February 4, 2019 / 10:28 AM / 10 months ago

UK watchdog tightens requirements on asset managers

LONDON (Reuters) - Managers of four trillion pounds in assets must clearly spell out to customers from May how they measure performance of money invested in their funds, Britain’s Financial Conduct Authority said on Monday.

FILE PHOTO: The Canary Wharf financial district is seen in east London November 12, 2014. REUTERS/Suzanne Plunkett (BRITAIN - Tags: BUSINESS)

The FCA published a set of new rules for asset managers, saying its review of the market found “weak price competition” leading to lower returns for savers.

It was the second batch of remedies or rule changes following publication of its market study into asset management in November 2015 to improve “value for money” for investors in funds that have been accused of being opaque regarding fees and charges.

The latest batch requires fund managers to clarify how performance of the fund is measured, and show that where a performance fee is specified, it must be calculated based on the scheme’s performance after the deduction of all other fees.

“Today’s remedies build on those we’ve already introduced and will make it easier for investors to choose the best fund for them and help them achieve their investment objectives,” said Christopher Woolard, the FCA’s executive director for strategy and competition.

The Investment Association (IA), which represents funds in Britain, said it was committed to increasing transparency and promoting clearer language across the sector.

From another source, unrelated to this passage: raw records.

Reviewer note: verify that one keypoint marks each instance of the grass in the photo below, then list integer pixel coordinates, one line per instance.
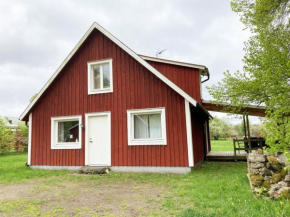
(13, 170)
(217, 189)
(222, 145)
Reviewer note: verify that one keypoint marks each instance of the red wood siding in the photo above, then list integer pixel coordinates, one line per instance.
(186, 78)
(134, 87)
(208, 137)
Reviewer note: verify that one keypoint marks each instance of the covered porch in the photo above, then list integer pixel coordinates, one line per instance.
(241, 146)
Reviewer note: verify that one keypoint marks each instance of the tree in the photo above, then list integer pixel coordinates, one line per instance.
(265, 79)
(220, 128)
(6, 137)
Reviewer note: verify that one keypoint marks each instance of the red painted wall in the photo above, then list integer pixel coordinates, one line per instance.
(134, 88)
(186, 78)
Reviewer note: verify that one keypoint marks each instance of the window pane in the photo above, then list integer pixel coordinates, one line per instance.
(68, 131)
(141, 127)
(155, 126)
(97, 77)
(106, 76)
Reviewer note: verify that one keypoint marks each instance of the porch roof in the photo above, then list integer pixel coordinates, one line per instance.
(219, 106)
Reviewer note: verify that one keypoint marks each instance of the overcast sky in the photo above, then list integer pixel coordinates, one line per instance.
(36, 36)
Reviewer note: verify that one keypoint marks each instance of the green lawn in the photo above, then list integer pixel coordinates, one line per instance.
(216, 189)
(222, 145)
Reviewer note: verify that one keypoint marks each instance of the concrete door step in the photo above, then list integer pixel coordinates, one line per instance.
(95, 170)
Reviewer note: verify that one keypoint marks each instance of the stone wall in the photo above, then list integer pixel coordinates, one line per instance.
(267, 174)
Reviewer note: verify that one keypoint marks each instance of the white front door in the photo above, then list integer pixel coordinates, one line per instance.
(98, 139)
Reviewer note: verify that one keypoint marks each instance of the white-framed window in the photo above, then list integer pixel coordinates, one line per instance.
(146, 126)
(100, 77)
(66, 132)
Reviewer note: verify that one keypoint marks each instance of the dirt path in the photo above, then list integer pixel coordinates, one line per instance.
(56, 197)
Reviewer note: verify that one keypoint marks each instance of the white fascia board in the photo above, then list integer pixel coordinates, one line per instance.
(172, 62)
(125, 48)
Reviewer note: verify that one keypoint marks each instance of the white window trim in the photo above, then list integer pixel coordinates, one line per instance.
(130, 127)
(91, 90)
(67, 145)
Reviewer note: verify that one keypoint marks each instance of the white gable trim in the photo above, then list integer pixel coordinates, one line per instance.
(125, 48)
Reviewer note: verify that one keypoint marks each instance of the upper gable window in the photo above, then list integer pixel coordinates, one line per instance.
(100, 78)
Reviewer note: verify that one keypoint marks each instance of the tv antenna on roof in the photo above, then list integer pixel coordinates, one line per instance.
(160, 52)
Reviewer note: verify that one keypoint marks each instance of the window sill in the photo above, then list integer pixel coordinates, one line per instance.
(66, 146)
(148, 142)
(100, 91)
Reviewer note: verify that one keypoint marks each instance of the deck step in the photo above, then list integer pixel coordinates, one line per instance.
(95, 170)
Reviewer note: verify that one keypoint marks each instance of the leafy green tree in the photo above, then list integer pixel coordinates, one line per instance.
(6, 137)
(265, 79)
(220, 128)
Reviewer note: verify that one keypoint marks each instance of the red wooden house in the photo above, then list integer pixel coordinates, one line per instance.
(108, 106)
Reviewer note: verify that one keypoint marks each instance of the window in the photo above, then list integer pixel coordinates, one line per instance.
(66, 132)
(100, 78)
(147, 127)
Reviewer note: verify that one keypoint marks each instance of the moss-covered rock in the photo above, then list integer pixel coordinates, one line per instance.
(256, 179)
(276, 178)
(274, 164)
(266, 184)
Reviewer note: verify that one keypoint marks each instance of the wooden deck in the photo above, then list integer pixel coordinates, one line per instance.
(226, 156)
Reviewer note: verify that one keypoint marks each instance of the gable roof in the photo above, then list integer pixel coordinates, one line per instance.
(202, 69)
(125, 48)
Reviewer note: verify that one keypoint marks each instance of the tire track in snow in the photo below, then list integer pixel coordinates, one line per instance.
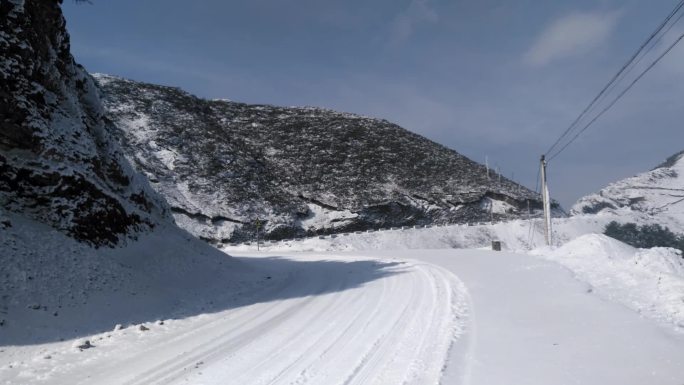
(333, 328)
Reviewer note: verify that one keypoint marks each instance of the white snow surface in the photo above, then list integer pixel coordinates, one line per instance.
(658, 193)
(190, 314)
(590, 311)
(649, 281)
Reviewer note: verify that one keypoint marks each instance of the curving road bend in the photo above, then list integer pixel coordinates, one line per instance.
(331, 320)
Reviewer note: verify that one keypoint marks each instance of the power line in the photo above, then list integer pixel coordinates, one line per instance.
(626, 68)
(619, 96)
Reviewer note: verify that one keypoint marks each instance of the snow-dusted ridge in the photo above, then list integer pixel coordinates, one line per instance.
(656, 195)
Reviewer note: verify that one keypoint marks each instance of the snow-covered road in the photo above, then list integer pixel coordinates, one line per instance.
(326, 321)
(532, 322)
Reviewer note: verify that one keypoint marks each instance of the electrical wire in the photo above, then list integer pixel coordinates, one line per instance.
(626, 68)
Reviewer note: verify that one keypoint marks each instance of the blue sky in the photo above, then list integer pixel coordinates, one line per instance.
(491, 78)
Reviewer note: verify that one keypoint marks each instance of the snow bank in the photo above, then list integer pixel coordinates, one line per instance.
(649, 281)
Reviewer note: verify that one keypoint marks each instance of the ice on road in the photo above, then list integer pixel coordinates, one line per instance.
(332, 320)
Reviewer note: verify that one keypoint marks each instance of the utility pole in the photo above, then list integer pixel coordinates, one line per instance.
(258, 225)
(546, 201)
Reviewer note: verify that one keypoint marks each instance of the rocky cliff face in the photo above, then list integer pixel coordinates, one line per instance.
(59, 164)
(656, 193)
(222, 165)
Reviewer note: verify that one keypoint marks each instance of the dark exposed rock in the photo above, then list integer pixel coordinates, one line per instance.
(58, 161)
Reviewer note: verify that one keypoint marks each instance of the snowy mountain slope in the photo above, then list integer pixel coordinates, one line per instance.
(656, 195)
(58, 162)
(221, 165)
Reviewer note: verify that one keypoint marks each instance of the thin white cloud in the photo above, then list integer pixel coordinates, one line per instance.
(571, 35)
(418, 11)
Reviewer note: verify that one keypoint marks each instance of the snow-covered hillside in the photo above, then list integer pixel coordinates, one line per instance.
(221, 165)
(59, 164)
(653, 196)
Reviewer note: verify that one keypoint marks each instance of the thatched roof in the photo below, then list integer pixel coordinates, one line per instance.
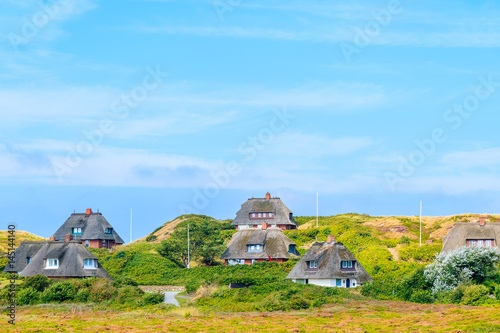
(275, 245)
(328, 256)
(24, 251)
(93, 227)
(282, 215)
(70, 256)
(460, 232)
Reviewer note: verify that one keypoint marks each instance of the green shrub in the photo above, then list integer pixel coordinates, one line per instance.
(28, 296)
(151, 238)
(475, 294)
(38, 282)
(59, 292)
(153, 298)
(404, 240)
(192, 286)
(82, 296)
(102, 290)
(422, 296)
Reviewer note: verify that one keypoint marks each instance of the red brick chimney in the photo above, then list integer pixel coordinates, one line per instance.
(482, 221)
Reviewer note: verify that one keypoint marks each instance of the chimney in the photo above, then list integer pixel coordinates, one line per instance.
(482, 220)
(331, 239)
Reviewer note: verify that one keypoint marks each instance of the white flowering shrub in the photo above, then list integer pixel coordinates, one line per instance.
(461, 265)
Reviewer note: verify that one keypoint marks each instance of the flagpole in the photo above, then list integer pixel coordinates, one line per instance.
(420, 222)
(317, 208)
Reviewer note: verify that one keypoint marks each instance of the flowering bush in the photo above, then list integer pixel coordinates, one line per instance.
(461, 265)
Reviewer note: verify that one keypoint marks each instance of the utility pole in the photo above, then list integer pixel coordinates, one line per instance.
(420, 222)
(188, 248)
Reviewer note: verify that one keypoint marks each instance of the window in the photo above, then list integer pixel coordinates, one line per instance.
(52, 263)
(89, 263)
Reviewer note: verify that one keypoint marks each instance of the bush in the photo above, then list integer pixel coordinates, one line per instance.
(460, 266)
(102, 290)
(59, 292)
(422, 296)
(38, 282)
(151, 238)
(82, 296)
(475, 295)
(28, 296)
(153, 298)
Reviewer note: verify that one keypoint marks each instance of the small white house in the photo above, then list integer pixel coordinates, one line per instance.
(329, 264)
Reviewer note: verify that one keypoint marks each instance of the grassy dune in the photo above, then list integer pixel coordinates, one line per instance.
(353, 316)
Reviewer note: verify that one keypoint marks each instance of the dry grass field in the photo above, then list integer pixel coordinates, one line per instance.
(353, 316)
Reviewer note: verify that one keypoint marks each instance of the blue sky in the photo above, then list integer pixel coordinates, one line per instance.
(168, 107)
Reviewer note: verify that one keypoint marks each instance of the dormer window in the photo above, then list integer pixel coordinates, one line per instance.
(89, 263)
(254, 248)
(313, 264)
(346, 264)
(52, 264)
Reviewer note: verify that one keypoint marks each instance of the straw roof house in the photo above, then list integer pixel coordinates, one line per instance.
(472, 234)
(329, 264)
(57, 260)
(90, 228)
(256, 245)
(256, 211)
(23, 255)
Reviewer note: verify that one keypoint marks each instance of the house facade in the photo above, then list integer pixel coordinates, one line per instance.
(56, 260)
(251, 245)
(329, 264)
(89, 228)
(271, 211)
(480, 233)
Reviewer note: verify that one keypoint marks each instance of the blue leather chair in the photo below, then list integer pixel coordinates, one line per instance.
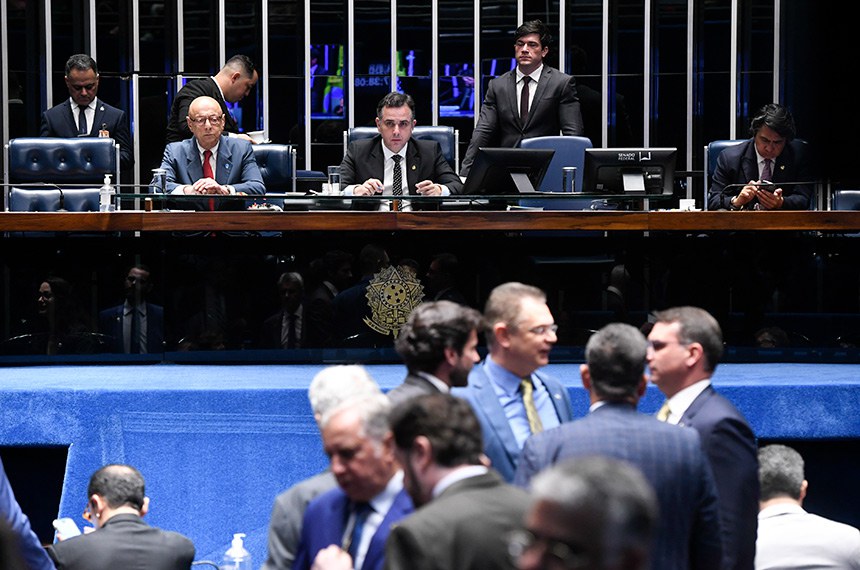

“Our customers should be able to easily compare fund information, so that they can choose investment products best suited to their needs,” said IA Chief Executive Chris Cummings.

The rule changes are broadly in line with what the FCA had proposed.

The remedies will also help root out so-called closet trackers or funds that charge higher fees for using their expertise to pick stocks, but in practice largely track a market benchmark such as the FTSE 100 for UK blue chips.

“Today’s final rules provide a little more meat on the bones around the use of benchmarks. It’s now down to firms to work out how that builds into their documentation and crucially their complex work on value assessments,” said Andrew Strange, a risk and regulation director at consultants PwC.

The FCA said it will say later this year if the remedies should be applied to unit-linked and “with-profits” products.

The IA said it would publish guidance later this month on “consistent terminology” in communications from fund managers to customers.